The ideal candidate will hold a degree in Computer Science, Information Systems, or a related discipline, with a CISSP certification preferred. They should have over 5 years of experience in Information Security within a sizable organization, demonstrating strong technical skills in security practices and practical experience with security testing tools. A detailed knowledge of common security vulnerabilities and an excellent understanding of security best practices are essential. Additionally, the candidate should have experience managing and governing Information Security Vendors, ensuring Third Party Security Assessments are completed and reviewed. A passion for enhancing security awareness is also crucial.

Why choose AIA?

At AIA, we believe in empowering every one of our people to find their 'better'.  We do this by offering:

• Opportunities to grow within the business through internal mobility

• Competitive employee benefits that include insurances, an Employee Share Purchase Scheme and an extra day of leave each quarter to recharge

• Membership to AIA Vitality, our science-backed health and wellbeing programme that provides the guidance, tools, and rewards to get more out of life and start thriving. AIA Vitality partners include Airpoints™, Woolworths, MoleMap, endota, Les Mills, Samsung, Garmin and many more!

• A supportive and inclusive workplace

• Flexible working arrangements.

If you believe in developing a better tomorrow, apply now!

Diversity, equity, and inclusion are at the heart of who we are and what we do. Our commitment to these values is unwavering and they are central to our mission. AIA NZ values diversity in the workforce. We encourage candidates from diverse backgrounds, including those with a disability, additional mental health needs, chronic health conditions and/or are neurodiverse to apply for our roles. If there's anything we may need to consider to support you with our recruitment process, please email nz.talentacquisition@aia.com.

We are a 2025 Circle Back Initiative Employer – we commit to respond to every applicant.
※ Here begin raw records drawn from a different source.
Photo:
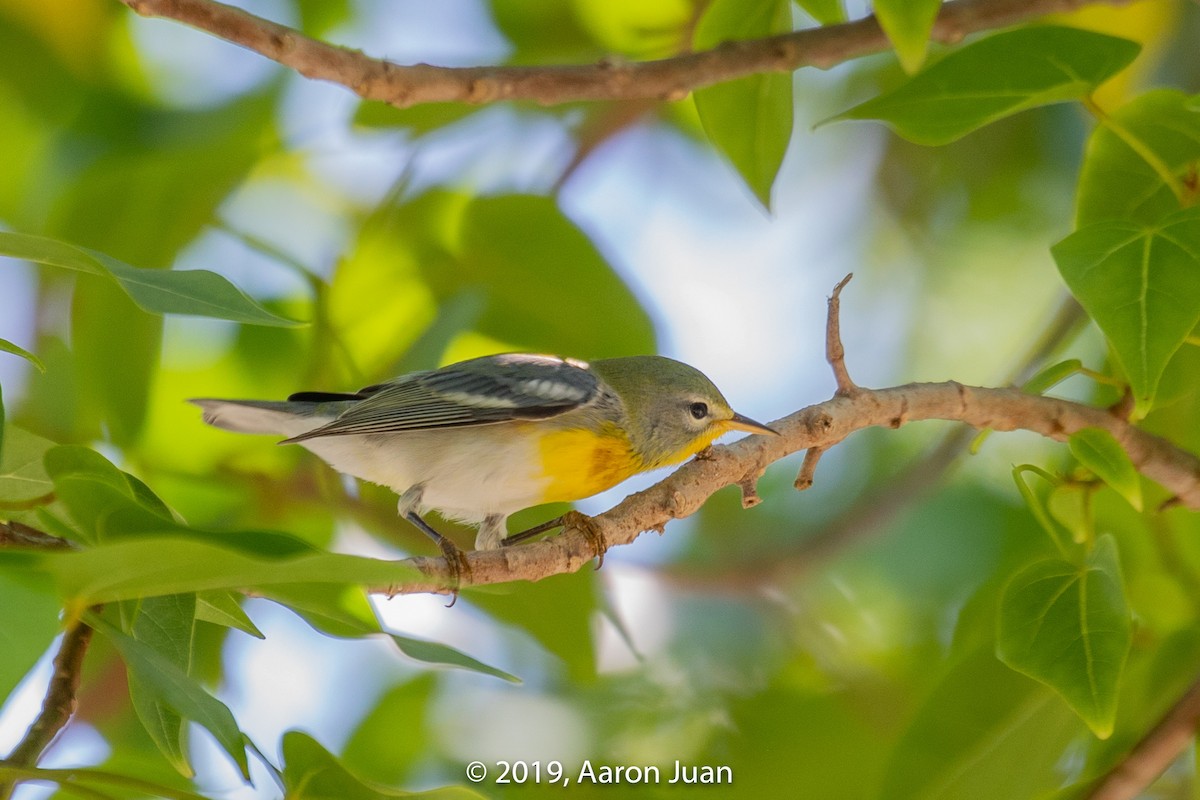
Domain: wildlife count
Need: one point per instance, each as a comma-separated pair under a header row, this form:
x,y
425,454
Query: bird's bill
x,y
738,422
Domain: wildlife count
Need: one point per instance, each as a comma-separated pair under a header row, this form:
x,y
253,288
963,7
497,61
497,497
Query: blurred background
x,y
811,638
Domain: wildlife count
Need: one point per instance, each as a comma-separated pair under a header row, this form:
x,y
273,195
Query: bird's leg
x,y
456,560
491,533
569,519
516,539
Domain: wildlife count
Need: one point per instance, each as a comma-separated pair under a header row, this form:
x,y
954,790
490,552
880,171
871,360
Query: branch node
x,y
749,486
809,468
835,354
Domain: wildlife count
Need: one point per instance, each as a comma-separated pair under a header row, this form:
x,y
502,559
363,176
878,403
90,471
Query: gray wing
x,y
480,391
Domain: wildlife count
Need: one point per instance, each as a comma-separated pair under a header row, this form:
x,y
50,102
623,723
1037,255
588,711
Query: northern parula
x,y
484,438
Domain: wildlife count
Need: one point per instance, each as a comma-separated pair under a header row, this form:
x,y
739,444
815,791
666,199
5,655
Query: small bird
x,y
480,439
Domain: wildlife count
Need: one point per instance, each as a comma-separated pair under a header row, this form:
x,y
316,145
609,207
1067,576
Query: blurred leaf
x,y
312,773
749,119
162,565
1141,284
436,653
222,608
165,625
1051,376
9,347
907,23
994,78
1068,626
335,609
557,612
317,17
173,687
113,365
23,477
979,721
1098,451
390,740
197,293
827,12
573,313
544,31
27,635
425,118
346,612
635,28
1116,181
100,497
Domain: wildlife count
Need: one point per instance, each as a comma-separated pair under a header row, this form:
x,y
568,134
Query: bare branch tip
x,y
841,284
808,469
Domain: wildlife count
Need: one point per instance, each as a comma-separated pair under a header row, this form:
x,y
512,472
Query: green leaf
x,y
198,293
174,689
1116,180
994,78
169,564
1069,504
1037,507
419,120
1098,451
1051,376
568,633
343,611
113,366
312,773
907,23
166,625
1069,627
102,499
497,256
978,721
749,119
9,347
222,608
1141,284
436,653
827,12
24,636
23,477
391,739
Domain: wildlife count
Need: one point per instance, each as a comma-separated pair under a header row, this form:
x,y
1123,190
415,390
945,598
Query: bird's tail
x,y
288,419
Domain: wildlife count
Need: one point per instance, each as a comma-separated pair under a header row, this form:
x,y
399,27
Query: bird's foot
x,y
569,519
456,560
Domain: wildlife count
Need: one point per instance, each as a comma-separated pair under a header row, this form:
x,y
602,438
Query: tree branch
x,y
59,704
610,79
819,426
815,429
1155,752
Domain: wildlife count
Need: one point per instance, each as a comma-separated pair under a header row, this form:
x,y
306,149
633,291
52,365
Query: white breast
x,y
467,473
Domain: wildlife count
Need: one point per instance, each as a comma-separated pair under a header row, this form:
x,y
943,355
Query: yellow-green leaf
x,y
1098,451
1140,282
1068,626
907,24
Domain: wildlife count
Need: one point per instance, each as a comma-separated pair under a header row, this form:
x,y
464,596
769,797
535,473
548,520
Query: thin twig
x,y
611,79
835,354
59,704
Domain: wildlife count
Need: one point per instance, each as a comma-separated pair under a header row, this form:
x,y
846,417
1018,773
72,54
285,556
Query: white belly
x,y
467,473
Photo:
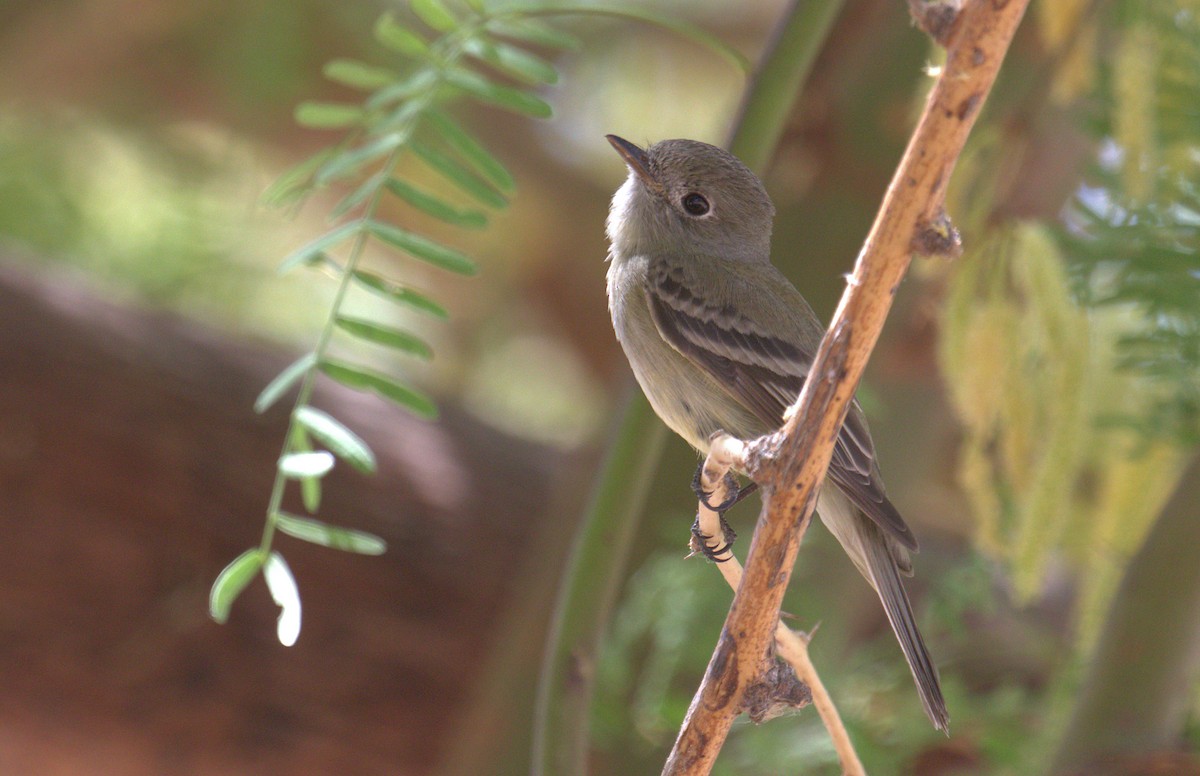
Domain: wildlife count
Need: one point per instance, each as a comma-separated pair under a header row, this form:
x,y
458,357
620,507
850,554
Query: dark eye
x,y
695,205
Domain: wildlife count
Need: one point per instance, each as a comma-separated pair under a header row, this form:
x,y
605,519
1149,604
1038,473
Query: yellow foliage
x,y
1032,376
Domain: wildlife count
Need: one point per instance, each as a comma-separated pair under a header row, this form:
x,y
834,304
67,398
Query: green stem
x,y
588,590
599,558
777,84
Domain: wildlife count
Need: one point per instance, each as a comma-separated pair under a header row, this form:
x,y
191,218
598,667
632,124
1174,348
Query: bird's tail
x,y
886,578
874,555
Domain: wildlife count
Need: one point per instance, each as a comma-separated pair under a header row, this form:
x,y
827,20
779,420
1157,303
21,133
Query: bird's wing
x,y
766,372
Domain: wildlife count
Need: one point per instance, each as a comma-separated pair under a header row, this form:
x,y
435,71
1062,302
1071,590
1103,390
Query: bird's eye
x,y
695,204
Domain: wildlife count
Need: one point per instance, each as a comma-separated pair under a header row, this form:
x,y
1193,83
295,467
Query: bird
x,y
720,341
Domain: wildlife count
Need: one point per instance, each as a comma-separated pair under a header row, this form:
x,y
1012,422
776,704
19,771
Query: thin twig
x,y
725,453
791,464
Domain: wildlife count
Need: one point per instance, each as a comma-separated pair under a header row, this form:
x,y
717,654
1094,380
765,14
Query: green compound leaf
x,y
385,336
283,382
414,84
435,14
301,465
401,294
294,182
287,596
359,196
355,74
400,38
515,100
683,29
534,31
328,115
366,380
472,150
231,582
423,247
435,206
315,250
462,178
513,61
337,438
351,161
318,533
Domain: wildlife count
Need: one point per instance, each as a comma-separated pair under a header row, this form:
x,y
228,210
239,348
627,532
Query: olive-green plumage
x,y
719,340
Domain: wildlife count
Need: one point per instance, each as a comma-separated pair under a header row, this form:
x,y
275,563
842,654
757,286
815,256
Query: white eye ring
x,y
695,204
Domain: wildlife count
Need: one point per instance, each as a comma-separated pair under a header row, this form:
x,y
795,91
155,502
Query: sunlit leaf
x,y
423,247
516,100
435,206
401,294
313,250
462,178
287,596
283,382
328,115
306,464
385,336
355,74
435,14
385,386
310,487
399,37
231,582
318,533
513,61
472,150
337,438
348,162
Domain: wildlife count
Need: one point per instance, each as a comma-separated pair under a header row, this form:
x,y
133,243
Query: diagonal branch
x,y
790,464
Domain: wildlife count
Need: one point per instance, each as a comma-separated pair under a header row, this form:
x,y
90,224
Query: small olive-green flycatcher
x,y
720,341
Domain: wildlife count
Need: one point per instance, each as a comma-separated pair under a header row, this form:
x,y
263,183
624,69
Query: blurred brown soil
x,y
132,469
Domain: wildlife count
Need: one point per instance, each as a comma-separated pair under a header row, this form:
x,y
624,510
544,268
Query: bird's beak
x,y
636,160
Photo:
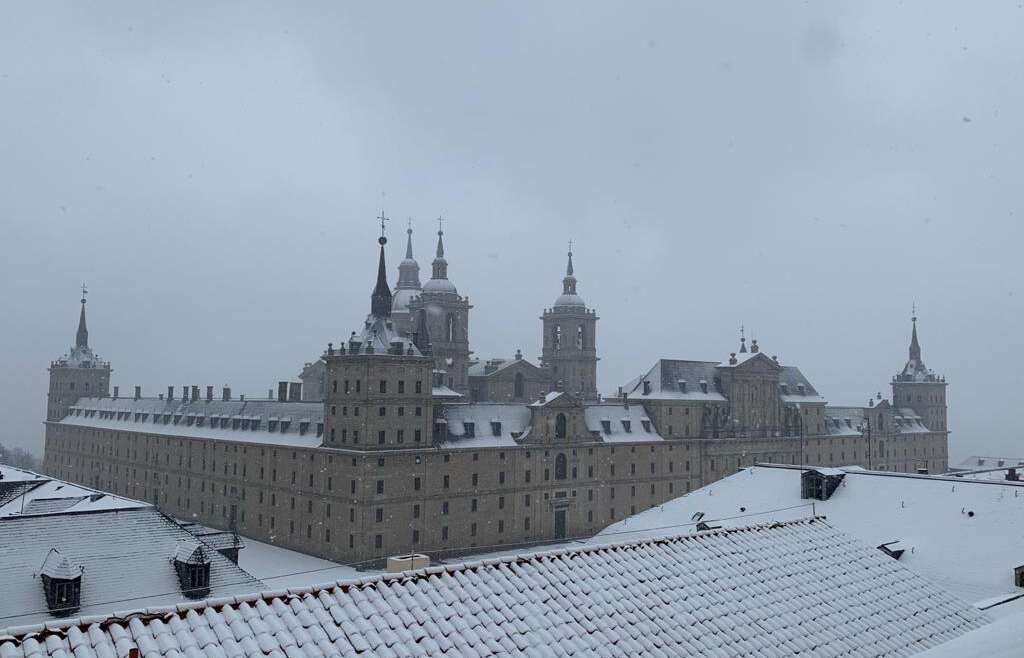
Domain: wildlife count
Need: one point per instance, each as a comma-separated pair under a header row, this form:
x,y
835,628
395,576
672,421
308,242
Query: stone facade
x,y
390,459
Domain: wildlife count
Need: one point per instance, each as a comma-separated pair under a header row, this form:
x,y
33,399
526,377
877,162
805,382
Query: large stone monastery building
x,y
397,440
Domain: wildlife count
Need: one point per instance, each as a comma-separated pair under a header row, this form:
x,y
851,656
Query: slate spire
x,y
82,338
568,283
380,301
914,346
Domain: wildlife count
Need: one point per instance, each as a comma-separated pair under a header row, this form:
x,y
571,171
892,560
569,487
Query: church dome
x,y
401,298
569,299
439,286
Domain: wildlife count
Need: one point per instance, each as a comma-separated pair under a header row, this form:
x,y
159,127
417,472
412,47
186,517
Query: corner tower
x,y
407,289
377,392
921,389
446,318
76,375
569,341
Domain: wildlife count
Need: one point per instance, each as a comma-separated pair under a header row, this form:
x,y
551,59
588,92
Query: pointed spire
x,y
439,264
914,346
380,301
409,269
568,283
82,338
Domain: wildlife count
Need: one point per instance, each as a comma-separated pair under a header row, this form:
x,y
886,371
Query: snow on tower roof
x,y
780,589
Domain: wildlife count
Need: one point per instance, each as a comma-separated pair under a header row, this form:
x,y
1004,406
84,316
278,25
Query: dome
x,y
401,298
439,286
570,299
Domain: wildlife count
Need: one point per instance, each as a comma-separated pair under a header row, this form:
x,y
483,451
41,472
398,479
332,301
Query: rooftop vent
x,y
193,566
894,550
820,483
61,583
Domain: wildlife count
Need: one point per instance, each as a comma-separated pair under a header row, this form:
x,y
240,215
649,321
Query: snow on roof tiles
x,y
972,556
780,589
126,556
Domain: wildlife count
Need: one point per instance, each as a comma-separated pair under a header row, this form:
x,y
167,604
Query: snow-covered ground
x,y
281,568
963,534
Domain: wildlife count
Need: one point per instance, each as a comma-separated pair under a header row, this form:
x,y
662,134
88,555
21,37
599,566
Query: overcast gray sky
x,y
808,169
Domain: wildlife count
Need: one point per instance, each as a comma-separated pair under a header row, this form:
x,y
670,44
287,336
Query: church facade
x,y
398,440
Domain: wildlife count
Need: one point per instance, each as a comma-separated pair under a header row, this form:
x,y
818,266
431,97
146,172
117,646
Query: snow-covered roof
x,y
844,421
617,423
972,555
125,557
509,420
668,378
775,589
235,419
42,495
1001,639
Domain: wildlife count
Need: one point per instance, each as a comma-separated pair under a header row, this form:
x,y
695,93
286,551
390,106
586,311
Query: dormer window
x,y
193,566
61,583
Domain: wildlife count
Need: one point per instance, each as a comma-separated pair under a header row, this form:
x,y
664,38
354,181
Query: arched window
x,y
560,426
560,467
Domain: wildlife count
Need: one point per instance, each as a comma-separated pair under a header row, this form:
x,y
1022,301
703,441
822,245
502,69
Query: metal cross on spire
x,y
383,219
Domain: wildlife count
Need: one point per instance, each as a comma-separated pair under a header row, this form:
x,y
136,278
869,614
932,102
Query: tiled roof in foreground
x,y
779,589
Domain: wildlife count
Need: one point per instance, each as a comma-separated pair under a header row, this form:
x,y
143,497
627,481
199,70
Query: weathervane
x,y
383,219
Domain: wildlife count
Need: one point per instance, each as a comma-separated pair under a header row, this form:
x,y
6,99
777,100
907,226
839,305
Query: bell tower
x,y
569,353
921,389
446,317
77,375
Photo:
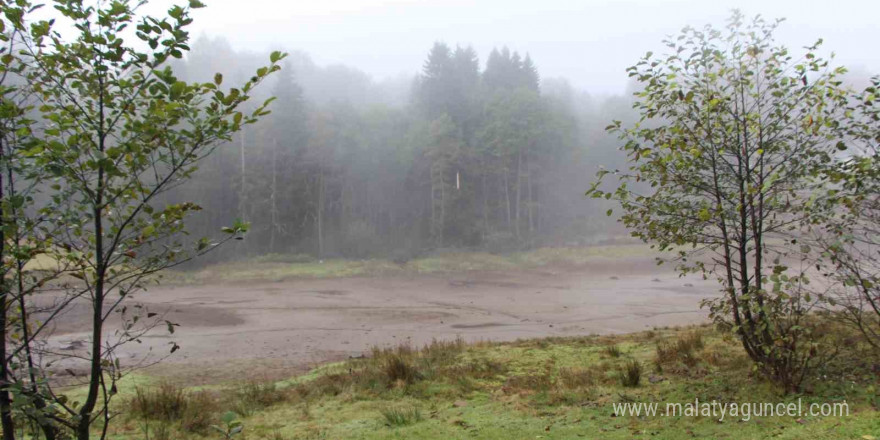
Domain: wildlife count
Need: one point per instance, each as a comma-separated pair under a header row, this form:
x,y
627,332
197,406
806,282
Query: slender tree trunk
x,y
320,216
46,425
6,421
507,197
243,189
485,205
95,375
530,202
272,196
518,183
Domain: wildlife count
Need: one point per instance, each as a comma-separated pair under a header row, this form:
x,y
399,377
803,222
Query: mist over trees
x,y
464,155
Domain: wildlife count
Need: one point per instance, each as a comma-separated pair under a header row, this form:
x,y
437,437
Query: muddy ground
x,y
276,329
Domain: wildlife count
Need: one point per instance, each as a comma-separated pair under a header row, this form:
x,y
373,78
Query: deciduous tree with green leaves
x,y
724,170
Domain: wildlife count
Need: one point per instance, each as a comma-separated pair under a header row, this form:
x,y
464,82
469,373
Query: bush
x,y
401,417
631,374
253,396
612,350
682,350
166,402
397,369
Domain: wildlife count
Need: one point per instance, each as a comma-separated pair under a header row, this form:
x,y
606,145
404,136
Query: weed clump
x,y
612,350
401,417
683,350
168,403
631,374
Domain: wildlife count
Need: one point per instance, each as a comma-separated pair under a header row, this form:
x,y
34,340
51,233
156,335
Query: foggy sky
x,y
588,42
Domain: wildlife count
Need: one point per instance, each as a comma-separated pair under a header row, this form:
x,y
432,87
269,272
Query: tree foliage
x,y
116,130
724,172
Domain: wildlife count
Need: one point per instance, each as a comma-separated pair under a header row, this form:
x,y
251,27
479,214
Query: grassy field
x,y
534,389
280,267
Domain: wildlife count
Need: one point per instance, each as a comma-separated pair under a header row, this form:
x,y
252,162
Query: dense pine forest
x,y
466,155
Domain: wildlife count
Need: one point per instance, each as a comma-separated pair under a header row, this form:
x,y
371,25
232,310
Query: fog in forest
x,y
464,148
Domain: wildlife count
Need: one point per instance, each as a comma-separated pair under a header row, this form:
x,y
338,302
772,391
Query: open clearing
x,y
236,330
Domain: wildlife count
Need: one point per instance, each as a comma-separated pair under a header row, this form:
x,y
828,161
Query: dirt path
x,y
278,329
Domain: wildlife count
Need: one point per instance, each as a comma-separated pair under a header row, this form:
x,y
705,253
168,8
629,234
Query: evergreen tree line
x,y
474,157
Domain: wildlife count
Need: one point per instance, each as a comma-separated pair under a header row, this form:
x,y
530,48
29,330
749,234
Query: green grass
x,y
554,388
282,267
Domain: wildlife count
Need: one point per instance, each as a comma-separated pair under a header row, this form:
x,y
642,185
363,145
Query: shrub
x,y
254,395
401,417
397,369
612,350
167,402
682,350
631,374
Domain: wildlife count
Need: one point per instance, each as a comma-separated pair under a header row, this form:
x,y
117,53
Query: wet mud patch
x,y
479,325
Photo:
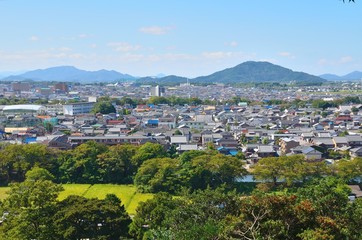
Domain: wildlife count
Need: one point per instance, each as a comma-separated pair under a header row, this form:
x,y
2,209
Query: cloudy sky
x,y
182,37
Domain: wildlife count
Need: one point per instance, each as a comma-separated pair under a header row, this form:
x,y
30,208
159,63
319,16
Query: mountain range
x,y
348,77
70,74
246,72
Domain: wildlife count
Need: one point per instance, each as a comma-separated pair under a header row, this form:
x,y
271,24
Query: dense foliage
x,y
319,210
310,203
32,211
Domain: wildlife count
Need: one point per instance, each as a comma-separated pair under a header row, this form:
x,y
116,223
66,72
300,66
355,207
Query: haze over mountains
x,y
243,73
70,74
356,75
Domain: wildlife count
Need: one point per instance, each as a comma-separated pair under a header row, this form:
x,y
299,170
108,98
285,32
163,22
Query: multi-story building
x,y
157,91
77,108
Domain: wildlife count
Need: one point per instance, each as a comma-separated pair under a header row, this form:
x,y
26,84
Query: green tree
x,y
147,151
80,165
16,160
152,213
350,169
212,170
30,205
115,165
158,174
290,168
103,107
81,218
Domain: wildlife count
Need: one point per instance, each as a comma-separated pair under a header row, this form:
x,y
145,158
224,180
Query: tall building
x,y
77,108
157,91
61,88
20,86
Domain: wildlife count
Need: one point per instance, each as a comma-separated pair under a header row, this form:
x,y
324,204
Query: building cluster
x,y
257,131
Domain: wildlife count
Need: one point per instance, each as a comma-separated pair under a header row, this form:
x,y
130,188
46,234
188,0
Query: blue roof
x,y
30,140
152,121
233,152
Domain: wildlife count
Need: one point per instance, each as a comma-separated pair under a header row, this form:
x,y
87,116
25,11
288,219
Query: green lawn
x,y
73,189
3,191
127,193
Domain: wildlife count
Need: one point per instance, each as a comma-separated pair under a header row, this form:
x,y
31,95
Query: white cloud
x,y
232,44
34,38
156,30
287,55
83,35
322,61
124,46
220,55
65,49
346,59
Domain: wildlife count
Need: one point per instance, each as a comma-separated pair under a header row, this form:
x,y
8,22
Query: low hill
x,y
70,74
356,75
257,72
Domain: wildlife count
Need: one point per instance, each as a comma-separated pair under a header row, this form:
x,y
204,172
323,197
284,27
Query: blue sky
x,y
187,38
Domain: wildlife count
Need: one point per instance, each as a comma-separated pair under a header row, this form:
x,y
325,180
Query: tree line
x,y
320,209
150,166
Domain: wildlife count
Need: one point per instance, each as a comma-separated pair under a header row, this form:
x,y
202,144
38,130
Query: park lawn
x,y
3,191
127,193
138,197
73,189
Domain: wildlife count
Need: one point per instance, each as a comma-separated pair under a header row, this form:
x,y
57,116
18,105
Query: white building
x,y
78,108
24,109
157,91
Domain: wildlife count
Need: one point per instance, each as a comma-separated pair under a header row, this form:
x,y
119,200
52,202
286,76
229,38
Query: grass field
x,y
127,193
3,191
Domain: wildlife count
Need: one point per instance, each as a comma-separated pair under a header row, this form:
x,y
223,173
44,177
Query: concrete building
x,y
77,108
157,91
20,86
24,109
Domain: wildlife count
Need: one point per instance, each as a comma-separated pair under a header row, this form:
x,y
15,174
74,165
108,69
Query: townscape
x,y
255,121
180,120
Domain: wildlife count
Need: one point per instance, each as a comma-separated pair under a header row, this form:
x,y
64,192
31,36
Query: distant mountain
x,y
348,77
257,72
70,74
331,77
168,80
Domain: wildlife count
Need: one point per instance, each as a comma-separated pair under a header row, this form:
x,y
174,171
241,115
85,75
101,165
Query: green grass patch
x,y
127,193
73,189
137,198
3,191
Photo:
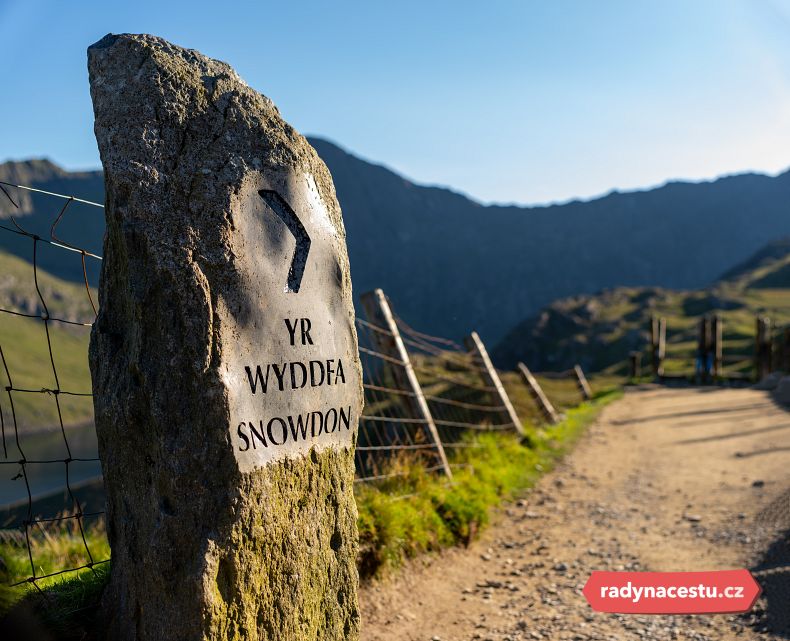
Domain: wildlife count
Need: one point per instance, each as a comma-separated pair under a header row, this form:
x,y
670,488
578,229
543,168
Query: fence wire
x,y
36,387
456,387
389,433
406,420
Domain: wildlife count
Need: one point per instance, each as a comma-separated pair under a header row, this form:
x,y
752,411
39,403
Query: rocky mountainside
x,y
599,331
451,264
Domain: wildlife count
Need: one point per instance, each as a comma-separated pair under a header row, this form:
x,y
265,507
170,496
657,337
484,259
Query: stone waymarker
x,y
226,377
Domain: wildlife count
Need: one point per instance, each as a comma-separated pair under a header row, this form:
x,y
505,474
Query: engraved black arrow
x,y
292,222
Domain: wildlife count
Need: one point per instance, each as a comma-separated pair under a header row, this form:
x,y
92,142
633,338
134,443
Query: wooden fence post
x,y
475,345
635,362
581,380
762,347
703,363
658,343
717,331
546,408
378,311
787,350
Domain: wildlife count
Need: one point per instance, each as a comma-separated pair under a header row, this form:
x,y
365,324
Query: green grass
x,y
401,518
417,512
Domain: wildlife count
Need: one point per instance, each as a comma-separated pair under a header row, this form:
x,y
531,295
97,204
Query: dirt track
x,y
668,479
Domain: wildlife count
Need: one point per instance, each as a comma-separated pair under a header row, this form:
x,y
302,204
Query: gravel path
x,y
667,479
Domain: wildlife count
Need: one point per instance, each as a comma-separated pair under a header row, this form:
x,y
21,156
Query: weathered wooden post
x,y
703,362
635,364
658,342
540,398
581,381
378,311
787,350
717,349
762,347
475,345
226,377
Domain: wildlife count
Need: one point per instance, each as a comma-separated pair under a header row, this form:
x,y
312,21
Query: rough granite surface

Recruitment Agencies: Our Talent team does not require any recruitment agency support.

Interested Candidates: Apply using the ‘Apply’ button. No emailed applications accepted. For general enquiries only, contact:

You must provide all requested information, including Personal Data, to be considered for this career opportunity. Failure to provide such information may influence the processing and outcome of your application. You are responsible for ensuring that the information you submit is accurate and up-to-date.